I got a US passport with a BC and a non-government laminated ID card, my dad was with me in case I needed him to do an certify I was who I said I was(if you do not have photo ID they will accept a sworn statement from a US citizen) but the women at the counter accepted it with no complaint. I was nineteen at the time, I imagine they might be more skeptical the older you are.

The OP seems to be asking what would stop someone from impersonating the actual person the BC was issued to, and the answer is nothing really. Hell I even made a thread about this where I asked if anyone could stand up to birther scrutiny, of course they can’t. Can you prove you aren’t a imposter? Can you account for your whole life? I’ve had store clerks tell me I don’t look like my passport photo(I have one issued before the biometric crap) so how can I prove I’m the real grude, maybe I am a similar looking imposter?!

But this is true of almost all identity documents, I don’t recall anyone checking photo IDs at my wedding, only when we got the license, maybe in some outlandish scenario one or more imposters got married in our place. But if you are being rational you realize that you look at the totality of the evidence, rather than saying because something cannot be proven impossible with 100% certainty it must be the truth.

However I imagine the older you get having nothing but a BC gets viewed stranger and stranger, 35 and all you have is a BC?:dubious: They might want to get statements from parents or siblings, now you’d have to ask why other people would be in on the deception(and charge them with perjury).

Had to sit through a slide show about biometric ID systems. Some of those things are pretty cool, even if they are a touch Orweilian. When you register someone for an ID to let them into a certain area, you do whatever background checks you feel acceptable to verify they are who they say they are, then encode the chip on the ID card with fingerprints, iris scans, a headshot photo, etc., and every time someone tries to use that ID, you can use their fingerprints, iris scan, and a quick snapshot to verify that they match up with the data on the card and in your system.
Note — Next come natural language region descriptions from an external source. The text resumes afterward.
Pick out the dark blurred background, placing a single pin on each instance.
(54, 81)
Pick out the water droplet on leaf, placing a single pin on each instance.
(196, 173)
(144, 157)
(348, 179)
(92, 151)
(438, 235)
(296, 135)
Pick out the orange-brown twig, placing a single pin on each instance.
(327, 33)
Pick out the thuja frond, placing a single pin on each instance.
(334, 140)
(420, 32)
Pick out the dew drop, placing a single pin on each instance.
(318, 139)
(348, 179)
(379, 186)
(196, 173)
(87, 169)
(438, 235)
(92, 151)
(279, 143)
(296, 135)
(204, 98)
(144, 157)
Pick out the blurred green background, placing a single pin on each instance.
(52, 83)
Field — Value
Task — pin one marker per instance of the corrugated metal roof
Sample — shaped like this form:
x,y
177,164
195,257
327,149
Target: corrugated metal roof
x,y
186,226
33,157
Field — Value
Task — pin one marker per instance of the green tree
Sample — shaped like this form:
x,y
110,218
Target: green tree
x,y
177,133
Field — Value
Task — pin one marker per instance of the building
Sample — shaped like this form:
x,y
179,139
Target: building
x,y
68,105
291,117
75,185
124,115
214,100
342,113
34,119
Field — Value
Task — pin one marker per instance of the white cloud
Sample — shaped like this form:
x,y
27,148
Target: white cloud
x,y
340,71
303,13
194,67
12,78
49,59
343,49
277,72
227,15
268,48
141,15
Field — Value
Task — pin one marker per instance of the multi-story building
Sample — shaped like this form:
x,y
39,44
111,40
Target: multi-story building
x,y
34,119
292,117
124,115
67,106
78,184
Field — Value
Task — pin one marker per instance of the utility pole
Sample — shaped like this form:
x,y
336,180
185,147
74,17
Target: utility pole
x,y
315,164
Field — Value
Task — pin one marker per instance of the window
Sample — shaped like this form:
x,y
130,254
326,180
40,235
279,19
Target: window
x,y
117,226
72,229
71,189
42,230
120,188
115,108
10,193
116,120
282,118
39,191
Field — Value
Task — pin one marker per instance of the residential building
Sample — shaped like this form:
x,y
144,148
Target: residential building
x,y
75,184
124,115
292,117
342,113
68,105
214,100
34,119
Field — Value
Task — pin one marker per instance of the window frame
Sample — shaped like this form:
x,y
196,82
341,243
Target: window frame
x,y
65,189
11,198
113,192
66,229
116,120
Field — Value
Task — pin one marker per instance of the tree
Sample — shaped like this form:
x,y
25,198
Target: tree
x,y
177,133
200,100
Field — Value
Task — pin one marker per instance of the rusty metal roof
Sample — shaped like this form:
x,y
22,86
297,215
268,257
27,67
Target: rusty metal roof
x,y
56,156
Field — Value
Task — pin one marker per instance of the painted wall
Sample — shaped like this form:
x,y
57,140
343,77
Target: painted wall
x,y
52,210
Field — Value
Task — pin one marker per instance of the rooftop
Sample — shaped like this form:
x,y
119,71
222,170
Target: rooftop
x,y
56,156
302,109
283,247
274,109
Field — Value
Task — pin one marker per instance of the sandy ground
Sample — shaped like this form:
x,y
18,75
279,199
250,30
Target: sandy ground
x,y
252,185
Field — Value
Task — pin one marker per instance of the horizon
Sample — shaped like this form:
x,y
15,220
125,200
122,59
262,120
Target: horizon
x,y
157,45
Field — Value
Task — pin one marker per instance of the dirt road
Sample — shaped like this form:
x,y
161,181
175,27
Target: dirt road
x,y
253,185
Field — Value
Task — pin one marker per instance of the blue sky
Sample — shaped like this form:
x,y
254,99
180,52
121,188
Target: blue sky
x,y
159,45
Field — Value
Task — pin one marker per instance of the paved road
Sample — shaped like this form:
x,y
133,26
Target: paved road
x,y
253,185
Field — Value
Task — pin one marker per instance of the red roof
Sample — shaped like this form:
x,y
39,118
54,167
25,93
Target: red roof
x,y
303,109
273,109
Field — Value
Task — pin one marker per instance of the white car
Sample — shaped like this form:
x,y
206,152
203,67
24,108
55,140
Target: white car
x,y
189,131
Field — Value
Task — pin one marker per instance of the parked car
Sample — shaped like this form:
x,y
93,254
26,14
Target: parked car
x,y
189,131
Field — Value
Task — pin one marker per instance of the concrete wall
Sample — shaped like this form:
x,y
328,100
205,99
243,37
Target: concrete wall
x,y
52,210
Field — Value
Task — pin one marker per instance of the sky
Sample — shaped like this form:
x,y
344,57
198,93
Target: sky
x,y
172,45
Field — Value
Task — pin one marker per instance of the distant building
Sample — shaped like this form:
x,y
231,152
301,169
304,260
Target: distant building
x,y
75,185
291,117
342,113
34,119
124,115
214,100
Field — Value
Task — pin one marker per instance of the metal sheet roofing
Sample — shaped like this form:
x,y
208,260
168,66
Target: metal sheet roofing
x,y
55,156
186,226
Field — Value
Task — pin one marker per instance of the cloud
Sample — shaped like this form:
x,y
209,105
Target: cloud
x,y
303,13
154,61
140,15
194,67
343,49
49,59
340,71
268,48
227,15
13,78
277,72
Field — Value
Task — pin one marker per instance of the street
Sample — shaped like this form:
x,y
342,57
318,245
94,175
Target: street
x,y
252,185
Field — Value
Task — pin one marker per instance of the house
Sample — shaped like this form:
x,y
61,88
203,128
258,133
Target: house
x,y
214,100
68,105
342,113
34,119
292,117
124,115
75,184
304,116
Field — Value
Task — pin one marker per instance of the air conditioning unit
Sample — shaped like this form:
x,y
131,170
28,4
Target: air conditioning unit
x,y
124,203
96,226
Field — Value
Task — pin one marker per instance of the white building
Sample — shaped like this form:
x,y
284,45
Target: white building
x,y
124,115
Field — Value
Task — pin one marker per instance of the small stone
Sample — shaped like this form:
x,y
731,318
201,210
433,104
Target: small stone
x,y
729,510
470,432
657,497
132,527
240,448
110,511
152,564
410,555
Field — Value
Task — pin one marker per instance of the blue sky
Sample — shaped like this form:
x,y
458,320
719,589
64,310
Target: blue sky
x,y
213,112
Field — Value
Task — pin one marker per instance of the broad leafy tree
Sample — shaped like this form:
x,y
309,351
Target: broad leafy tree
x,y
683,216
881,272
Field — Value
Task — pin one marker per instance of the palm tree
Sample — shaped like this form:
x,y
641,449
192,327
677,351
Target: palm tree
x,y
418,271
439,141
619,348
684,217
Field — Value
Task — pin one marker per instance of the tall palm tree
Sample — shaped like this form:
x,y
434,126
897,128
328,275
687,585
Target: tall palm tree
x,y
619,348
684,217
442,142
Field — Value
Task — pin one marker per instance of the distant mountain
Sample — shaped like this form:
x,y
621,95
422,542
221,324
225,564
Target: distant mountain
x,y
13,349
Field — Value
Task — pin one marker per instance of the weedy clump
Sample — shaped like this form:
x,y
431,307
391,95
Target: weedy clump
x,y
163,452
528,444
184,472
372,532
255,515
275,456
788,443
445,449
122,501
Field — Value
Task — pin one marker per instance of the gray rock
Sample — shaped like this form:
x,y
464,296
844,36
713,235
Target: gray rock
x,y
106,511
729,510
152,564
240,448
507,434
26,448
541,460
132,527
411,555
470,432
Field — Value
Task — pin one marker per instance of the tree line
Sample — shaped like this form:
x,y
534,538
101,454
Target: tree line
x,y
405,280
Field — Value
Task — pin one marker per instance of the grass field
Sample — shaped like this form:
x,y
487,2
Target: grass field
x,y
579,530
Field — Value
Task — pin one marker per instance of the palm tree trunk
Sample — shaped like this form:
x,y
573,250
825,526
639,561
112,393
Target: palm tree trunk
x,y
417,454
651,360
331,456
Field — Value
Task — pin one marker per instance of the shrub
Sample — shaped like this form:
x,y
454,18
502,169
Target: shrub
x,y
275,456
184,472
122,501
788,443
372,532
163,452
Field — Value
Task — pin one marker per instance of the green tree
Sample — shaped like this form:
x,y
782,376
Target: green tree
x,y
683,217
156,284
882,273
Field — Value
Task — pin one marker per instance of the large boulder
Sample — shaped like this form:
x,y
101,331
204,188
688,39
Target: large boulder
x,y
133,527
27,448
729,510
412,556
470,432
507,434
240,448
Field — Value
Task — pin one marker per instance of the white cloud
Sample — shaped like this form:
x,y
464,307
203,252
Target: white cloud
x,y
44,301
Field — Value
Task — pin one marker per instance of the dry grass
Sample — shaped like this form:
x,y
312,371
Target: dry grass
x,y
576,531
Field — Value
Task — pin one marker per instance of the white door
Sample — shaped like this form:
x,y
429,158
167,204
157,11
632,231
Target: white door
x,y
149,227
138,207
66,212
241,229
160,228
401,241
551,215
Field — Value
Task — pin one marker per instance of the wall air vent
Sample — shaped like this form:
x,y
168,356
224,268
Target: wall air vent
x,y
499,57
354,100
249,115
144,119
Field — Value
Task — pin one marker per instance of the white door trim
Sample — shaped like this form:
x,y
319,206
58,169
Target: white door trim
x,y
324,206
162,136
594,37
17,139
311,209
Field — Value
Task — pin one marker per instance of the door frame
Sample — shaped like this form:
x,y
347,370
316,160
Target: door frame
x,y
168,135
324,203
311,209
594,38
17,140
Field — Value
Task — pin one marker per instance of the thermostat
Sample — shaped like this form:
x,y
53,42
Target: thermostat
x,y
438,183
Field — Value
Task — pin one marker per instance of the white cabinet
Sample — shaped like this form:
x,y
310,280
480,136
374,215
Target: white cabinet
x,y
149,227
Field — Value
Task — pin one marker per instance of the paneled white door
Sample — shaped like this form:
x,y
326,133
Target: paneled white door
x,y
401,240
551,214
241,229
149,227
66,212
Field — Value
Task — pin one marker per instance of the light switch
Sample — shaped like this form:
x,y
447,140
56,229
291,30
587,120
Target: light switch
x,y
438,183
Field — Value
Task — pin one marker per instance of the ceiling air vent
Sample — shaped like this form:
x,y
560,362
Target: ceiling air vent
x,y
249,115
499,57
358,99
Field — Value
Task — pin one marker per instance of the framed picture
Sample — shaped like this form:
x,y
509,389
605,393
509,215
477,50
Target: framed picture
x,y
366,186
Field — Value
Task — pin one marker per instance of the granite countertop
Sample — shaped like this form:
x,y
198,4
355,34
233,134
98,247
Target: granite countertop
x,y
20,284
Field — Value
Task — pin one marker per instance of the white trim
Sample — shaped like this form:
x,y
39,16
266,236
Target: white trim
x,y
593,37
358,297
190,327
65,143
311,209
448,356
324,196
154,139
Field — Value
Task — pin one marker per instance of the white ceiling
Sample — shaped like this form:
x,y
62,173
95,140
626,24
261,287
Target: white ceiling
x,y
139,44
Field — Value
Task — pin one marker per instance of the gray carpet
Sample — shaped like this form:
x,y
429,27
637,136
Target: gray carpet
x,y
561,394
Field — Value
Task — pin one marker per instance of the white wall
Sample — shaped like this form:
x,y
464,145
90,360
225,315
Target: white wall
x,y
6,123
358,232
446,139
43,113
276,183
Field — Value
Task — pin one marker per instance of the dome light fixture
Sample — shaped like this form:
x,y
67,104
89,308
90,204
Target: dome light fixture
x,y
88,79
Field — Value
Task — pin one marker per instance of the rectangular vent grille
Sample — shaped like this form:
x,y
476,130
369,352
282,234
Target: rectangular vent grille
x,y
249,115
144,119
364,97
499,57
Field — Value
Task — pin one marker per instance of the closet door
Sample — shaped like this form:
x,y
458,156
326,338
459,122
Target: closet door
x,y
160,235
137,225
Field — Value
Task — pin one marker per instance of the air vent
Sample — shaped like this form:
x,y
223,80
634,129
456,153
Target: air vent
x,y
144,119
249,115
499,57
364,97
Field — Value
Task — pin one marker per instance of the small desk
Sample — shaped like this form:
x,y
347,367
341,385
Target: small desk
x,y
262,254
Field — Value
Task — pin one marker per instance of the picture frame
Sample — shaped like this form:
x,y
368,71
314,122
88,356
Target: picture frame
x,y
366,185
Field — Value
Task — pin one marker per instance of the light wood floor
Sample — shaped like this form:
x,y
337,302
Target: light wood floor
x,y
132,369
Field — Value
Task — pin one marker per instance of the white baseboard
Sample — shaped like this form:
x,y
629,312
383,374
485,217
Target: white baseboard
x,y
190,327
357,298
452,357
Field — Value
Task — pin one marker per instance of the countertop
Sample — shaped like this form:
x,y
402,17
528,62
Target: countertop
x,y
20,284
Someone working on base gets caught stealing stuff? Blacklist them in the system. Now then they try to use their ID to get onto base again, their data is flagged and you can turn them away or arrest them or whatever is appropriate.

Of course, it all depends on the initial registration not being them spinning up a new life story for themselves, but at least from that point on you have some consistency.

As with any ID verification system, I can see this going all Big Brother too if misapplied, so yeah.

Right. Adding it to other identification requirements increases the accuracy of identification. A birth certificate doesn’t do much by itself.